O Ministério das Relações Exteriores do Brasil identificou 43 empresas e associações comerciais americanas que solicitam a não aplicação de tarifas sobre produtos brasileiros, em resposta a uma investigação iniciada pelo governo de Donald Trump. As entidades argumentam que não existem substitutos nacionais para esses itens e alertam que a imposição de tarifas resultaria em aumento de custos para consumidores e indústrias dos Estados Unidos que dependem desses produtos como insumos.

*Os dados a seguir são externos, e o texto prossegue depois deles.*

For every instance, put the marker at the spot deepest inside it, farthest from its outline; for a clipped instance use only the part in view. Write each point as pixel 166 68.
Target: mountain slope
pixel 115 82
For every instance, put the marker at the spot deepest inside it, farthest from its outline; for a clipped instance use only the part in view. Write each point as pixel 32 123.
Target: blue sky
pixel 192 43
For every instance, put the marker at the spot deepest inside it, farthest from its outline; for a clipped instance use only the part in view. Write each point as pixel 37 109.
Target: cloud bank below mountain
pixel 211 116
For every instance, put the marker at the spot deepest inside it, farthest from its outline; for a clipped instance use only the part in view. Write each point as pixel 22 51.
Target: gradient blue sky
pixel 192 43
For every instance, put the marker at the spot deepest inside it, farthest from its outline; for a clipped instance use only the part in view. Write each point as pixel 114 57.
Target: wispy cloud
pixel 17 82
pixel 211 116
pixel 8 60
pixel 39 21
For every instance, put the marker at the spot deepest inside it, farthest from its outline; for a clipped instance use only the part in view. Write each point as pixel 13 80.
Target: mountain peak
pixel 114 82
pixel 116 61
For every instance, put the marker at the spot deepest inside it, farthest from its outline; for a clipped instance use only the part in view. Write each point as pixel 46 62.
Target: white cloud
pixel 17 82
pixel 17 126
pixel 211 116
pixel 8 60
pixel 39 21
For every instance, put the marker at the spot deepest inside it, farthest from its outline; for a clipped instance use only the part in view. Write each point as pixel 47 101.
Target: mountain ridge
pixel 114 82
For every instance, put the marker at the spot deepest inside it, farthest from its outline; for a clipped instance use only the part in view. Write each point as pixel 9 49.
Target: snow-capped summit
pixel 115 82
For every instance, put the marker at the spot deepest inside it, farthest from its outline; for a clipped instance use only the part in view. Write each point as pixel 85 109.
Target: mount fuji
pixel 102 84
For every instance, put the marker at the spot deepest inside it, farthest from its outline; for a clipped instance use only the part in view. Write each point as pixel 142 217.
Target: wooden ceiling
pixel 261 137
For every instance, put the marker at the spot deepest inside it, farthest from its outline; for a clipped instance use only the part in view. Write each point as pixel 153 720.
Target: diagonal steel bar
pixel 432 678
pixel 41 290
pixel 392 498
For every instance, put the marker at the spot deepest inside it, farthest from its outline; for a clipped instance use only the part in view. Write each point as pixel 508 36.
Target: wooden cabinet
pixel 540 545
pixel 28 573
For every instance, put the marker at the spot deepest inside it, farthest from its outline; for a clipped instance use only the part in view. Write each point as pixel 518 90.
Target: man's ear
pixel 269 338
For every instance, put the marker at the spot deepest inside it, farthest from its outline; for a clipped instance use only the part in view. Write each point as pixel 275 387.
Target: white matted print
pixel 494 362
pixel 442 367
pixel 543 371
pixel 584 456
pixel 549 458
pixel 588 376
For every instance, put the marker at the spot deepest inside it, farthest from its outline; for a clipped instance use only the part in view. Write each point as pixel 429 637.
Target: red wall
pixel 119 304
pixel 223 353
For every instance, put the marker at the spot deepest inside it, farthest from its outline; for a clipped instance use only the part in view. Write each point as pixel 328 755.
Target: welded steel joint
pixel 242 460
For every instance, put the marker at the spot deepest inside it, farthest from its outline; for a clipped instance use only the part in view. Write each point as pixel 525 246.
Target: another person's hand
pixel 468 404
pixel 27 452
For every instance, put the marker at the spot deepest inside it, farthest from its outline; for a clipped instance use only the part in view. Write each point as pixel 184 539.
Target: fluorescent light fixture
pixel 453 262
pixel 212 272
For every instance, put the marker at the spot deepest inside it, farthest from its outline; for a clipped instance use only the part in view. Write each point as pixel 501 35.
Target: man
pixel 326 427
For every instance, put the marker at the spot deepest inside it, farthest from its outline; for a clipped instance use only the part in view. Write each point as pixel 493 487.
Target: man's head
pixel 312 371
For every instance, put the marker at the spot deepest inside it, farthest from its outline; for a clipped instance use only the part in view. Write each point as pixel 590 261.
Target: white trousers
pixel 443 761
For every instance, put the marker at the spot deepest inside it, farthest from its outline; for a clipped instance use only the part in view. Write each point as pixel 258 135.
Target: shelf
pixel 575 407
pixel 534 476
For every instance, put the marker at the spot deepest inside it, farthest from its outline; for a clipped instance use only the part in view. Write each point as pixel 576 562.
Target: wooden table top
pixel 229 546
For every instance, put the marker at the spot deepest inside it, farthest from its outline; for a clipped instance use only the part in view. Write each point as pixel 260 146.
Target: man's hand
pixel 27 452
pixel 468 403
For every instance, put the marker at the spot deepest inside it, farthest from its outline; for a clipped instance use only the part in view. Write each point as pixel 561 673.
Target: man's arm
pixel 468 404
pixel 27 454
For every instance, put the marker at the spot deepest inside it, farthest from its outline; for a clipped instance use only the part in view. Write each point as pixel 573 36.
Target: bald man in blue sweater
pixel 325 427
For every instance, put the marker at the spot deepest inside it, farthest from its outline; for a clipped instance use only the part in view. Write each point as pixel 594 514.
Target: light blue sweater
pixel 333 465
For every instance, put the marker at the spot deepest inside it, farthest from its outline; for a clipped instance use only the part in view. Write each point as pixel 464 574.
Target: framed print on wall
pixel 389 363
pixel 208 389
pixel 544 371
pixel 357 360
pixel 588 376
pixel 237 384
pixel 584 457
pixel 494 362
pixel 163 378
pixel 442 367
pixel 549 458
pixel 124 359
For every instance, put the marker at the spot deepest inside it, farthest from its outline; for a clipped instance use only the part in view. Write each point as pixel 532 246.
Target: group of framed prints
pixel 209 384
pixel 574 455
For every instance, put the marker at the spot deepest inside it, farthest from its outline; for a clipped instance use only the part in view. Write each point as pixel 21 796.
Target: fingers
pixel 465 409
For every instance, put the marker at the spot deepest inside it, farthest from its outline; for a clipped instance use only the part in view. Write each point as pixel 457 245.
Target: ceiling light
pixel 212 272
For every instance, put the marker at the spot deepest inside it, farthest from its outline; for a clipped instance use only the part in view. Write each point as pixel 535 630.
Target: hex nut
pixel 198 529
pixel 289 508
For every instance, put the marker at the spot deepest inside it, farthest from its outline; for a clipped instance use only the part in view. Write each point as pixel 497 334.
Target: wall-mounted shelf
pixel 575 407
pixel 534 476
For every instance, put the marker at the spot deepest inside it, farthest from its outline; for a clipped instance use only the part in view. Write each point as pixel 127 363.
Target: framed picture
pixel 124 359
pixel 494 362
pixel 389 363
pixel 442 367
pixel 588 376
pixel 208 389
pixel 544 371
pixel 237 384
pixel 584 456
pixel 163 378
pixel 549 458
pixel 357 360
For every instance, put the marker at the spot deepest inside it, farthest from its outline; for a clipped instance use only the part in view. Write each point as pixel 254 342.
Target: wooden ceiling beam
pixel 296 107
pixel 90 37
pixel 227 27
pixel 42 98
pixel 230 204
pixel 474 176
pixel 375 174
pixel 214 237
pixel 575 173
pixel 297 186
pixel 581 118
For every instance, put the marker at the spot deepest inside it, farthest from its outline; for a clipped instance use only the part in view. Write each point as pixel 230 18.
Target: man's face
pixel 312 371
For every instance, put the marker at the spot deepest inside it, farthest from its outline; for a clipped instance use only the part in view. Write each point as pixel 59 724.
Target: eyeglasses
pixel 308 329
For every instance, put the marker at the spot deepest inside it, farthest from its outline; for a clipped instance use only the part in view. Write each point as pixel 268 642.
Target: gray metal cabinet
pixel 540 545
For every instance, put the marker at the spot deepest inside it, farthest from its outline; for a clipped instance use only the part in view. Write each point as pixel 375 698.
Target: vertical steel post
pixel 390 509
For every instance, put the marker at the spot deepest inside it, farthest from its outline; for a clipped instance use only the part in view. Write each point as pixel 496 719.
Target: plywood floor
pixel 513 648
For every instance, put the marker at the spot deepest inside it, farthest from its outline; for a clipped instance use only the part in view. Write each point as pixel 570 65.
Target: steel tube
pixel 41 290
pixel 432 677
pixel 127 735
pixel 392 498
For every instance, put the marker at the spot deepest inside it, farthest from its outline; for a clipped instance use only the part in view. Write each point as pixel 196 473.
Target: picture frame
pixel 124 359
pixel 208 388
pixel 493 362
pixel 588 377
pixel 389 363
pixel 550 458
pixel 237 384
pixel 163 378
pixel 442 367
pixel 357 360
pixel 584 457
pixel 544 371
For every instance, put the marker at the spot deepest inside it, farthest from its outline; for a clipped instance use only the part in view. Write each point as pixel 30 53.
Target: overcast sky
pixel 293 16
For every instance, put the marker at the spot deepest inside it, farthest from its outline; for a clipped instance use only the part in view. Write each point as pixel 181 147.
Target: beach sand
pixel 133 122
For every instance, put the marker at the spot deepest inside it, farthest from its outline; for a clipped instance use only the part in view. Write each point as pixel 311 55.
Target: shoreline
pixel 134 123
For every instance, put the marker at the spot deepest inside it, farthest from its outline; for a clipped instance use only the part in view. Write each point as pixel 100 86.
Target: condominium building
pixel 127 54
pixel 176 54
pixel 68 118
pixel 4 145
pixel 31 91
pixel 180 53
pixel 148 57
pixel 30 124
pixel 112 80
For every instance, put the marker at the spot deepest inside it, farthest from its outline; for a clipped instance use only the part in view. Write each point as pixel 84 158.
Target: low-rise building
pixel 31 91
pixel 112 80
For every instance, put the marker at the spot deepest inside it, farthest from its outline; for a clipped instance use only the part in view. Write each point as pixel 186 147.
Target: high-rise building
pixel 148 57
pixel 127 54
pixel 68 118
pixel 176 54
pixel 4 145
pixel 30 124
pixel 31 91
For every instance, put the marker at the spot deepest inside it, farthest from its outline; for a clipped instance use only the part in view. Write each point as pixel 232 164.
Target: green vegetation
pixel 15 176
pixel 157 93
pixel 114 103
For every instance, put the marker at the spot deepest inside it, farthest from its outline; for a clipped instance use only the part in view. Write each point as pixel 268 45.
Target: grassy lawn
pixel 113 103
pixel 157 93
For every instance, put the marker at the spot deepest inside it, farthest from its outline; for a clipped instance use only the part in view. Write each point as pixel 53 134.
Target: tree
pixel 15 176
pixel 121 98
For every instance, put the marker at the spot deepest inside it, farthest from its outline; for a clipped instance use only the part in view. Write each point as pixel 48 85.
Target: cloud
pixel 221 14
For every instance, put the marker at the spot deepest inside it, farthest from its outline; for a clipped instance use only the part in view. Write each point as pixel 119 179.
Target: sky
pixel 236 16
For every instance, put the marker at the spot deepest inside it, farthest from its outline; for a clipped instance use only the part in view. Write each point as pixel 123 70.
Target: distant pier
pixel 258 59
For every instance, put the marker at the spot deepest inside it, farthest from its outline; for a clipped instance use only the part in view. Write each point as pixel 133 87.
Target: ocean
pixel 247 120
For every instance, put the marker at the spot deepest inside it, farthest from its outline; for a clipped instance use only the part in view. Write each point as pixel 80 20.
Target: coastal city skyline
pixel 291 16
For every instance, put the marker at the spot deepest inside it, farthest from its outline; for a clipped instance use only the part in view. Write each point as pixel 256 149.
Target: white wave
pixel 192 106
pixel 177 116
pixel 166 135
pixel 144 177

A informação foi divulgada na resposta oficial do governo brasileiro ao Escritório do Representante de Comércio dos Estados Unidos (USTR). No documento, assinado pelo chanceler Mauro Vieira, o Brasil contesta as alegações de que adota práticas que “oneram ou restringem” o comércio com empresas americanas. A investigação pode levar à imposição de uma tarifa adicional de 25% sobre produtos brasileiros.

Impactos econômicos e audiências públicas

No dia 6 de junho, o USTR deu início à fase de audiências públicas da investigação, permitindo que interessados se inscrevessem para participar. Representantes de associações de diversos setores, como café, arroz, açúcar, etanol de milho, ferro-gusa, rochas ornamentais, madeira, papel, calçados, mel e propriedade intelectual, foram ouvidos.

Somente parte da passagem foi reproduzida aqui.